As I meditated on Romans 12 this morning with our current global contexts in mind, it spoke deeply and practically to how we as Christians should live out our confidence that Jesus is Lord. Because we trust that He is actively reigning in our world, we don’t need to react in terror, erect boundaries in fear, re-enforce divisions in distrust, write scathing criticisms in alarm, or retreat in despair. Rather, with our feet firmly rooted on rock of His rule, we are free to love those we would otherwise hate, or fear.

This is what it means to be a Christian in our world. As you pray through the following verses, I would love to hear how God is speaking to you about what we can do to stop fretting over the problems and start being a part of the solution.

1 Therefore, I urge you, brothers and sisters, in view of God’s mercy, to offer your bodies as a living sacrifice, holy and pleasing to God—this is your true and proper worship. 2 Do not conform to the pattern of this world, but be transformed by the renewing of your mind. Then you will be able to test and approve what God’s will is—his good, pleasing and perfect will.

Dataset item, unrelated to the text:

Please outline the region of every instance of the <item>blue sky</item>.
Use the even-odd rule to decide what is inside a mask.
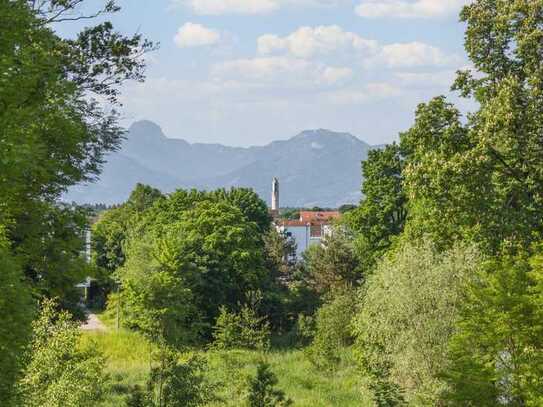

9 Love must be sincere. Hate what is evil; cling to what is good. 10 Be devoted to one another in love. Honor one another above yourselves. 11 Never be lacking in zeal, but keep your spiritual fervor, serving the Lord. 12 Be joyful in hope, patient in affliction, faithful in prayer. 13 Share with the Lord’s people who are in need. Practice hospitality. 14 Bless those who persecute you; bless and do not curse. 15 Rejoice with those who rejoice; mourn with those who mourn. 16 Live in harmony with one another. Do not be proud, but be willing to associate with people of low position. Do not be conceited. 17 Do not repay anyone evil for evil. Be careful to do what is right in the eyes of everyone. 18 If it is possible, as far as it depends on you, live at peace with everyone. 19 Do not take revenge, my dear friends, but leave room for God’s wrath, for it is written: “It is mine to avenge; I will repay,” says the Lord. 20 On the contrary: “If your enemy is hungry, feed him; if he is thirsty, give him something to drink. In doing this, you will heap burning coals on his head.” 21 Do not be overcome by evil, but overcome evil with good.